Kerry Hamill was 28 when his yacht was blown off course into Cambodian waters in 1978, and he was captured by the radical communist regime. He and a shipmate, Briton John Dewhirst, were taken to Phnom Penh's S-21 prison and later killed.

Kerry's brother, Rob, wept as he testified at the trial of S-21's commander, Kaing Guek Eav, also known as Duch — the first of five senior Khmer Rouge defendants to be tried by a U.N.-assisted tribunal and the only one to acknowledge responsibility for his actions.

"Duch, at times I have wanted to smash you, to use your words. The same way that you smashed so many others," Rob Hamill said, sitting in a suit and tie, his hands folded before him. "Smash" was the euphemism the Khmer Rouge used when ordering executions.

"At times, I have imagined you shackled, starved, whipped and clubbed, viciously. I have imagined your scrotum electrified, being forced to eat your own feces, being nearly drowned and having your throat cut," said Hamill, referring to some of the horrors faced by prisoners.

Duch sat behind him, expressionless.

"I have wanted that to be your experience, your reality. I have wanted you to suffer the way you made Kerry and so many others (suffer)," Hamill said.

About a dozen Westerners were among the estimated 16,000 people held at the prison before being killed. The communist regime's radical policies while in power from 1975-79 caused the deaths of an estimated 1.7 million people nationwide by execution, overwork, disease and malnutrition.

Rob Hamill, 45, a rower who represented New Zealand at the 1996 Atlanta Olympics, said his family learned of his brother's death 16 months after he disappeared. Their parents read in a newspaper that he was executed after two months at S-21.

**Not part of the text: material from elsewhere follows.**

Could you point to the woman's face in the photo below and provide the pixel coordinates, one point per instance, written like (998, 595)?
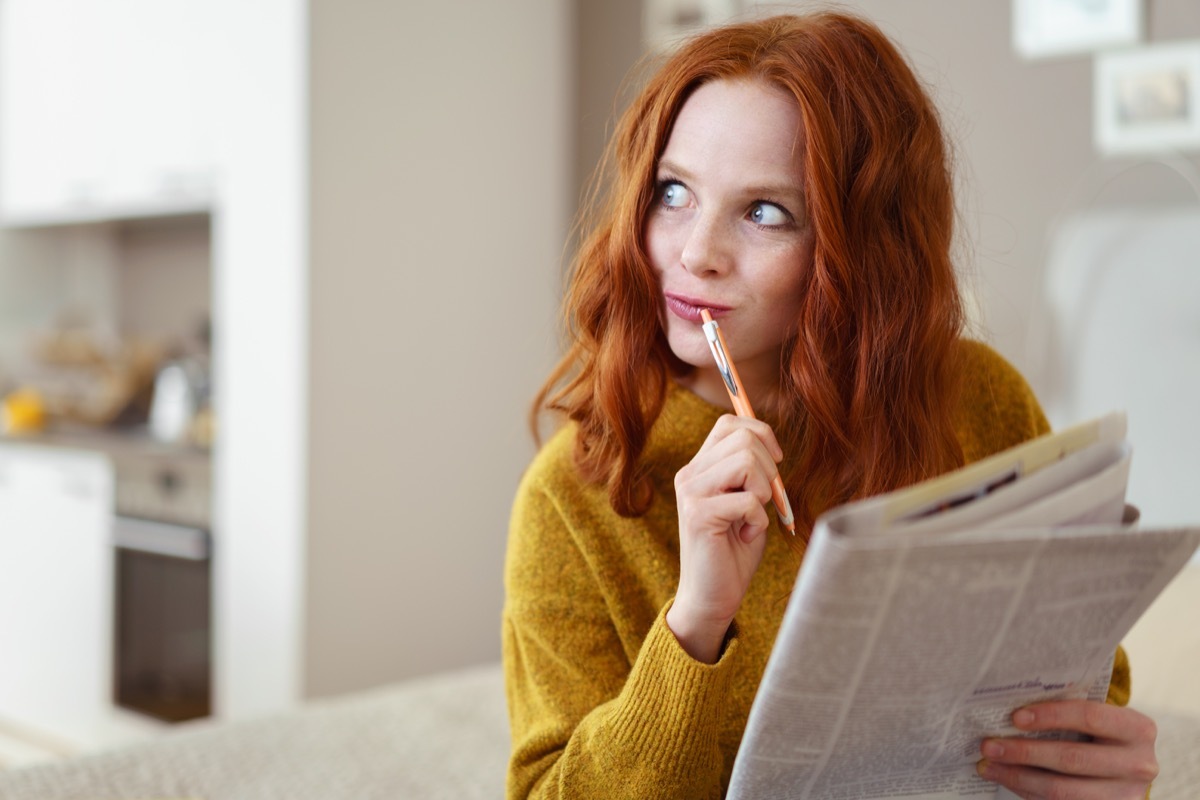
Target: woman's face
(729, 230)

"Death not by shipwreck, not by drowning or freak accident, but death by torture. Death by torture not over a few seconds or minutes or hours or days or weeks even," said Hamill.

Asked by judges for his response, Duch (pronounced DOIK) repeated his earlier testimony that he received orders to kill the Westerners and burn their bodies.

He asked for forgiveness from the victims' families, acknowledging that they had suffered miserably.

He said he was not offended by being blamed.

"Even if the people threw stones at me and caused my death, I would not say anything," he told the court.

Duch is charged with crimes against humanity, war crimes, torture and murder, and could face a maximum penalty of life in prison. Cambodia has no death penalty.

His trial is expected to wrap up by the end of the year.